More ideas will be welcome, he says, as Safeguard Medical builds upon what it’s accomplished in the past year. The legal department still a one-man show, he leverages cross-functional resources to meet its goals. Risk-management and compliance are formidable challenges, given how foolproof the technology must be and how it must meet high standards. The old line about building a plane while it’s being flown enters Nolan’s mind.

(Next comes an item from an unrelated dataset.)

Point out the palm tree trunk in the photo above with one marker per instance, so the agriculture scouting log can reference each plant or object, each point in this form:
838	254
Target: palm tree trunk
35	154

But it’s such a worthwhile mission, one to which he can personally relate. A University of Michigan undergrad and law grad, he’s now in his fourth in-house role since cutting his teeth as a Kirkland & Ellis associate from 2006 to 2010.
Among the others? A two-month, pro bono stint as general counsel of the American Football League of China—since rebranded as the Chinese National Football League. Nolan had a couple of free months between stints at Dow Corning Corp. and Heico and used the time to help former Wolverine football player Chris McLaurin, who founded the league while working in Chongqing.
Since resuming running, Nolan hasn’t missed a step. He used the 2020 River Bank Run 25k in Grand Rapids, Michigan, to raise over $10,000 for the Conductive Learning Center of North America which services people with motor impairments, either from birth or through accidents like his.
“Bad things happening is a part of life, but we each control our response,” he says. “An ownership mindset positions you to find a way to spin them into positives.”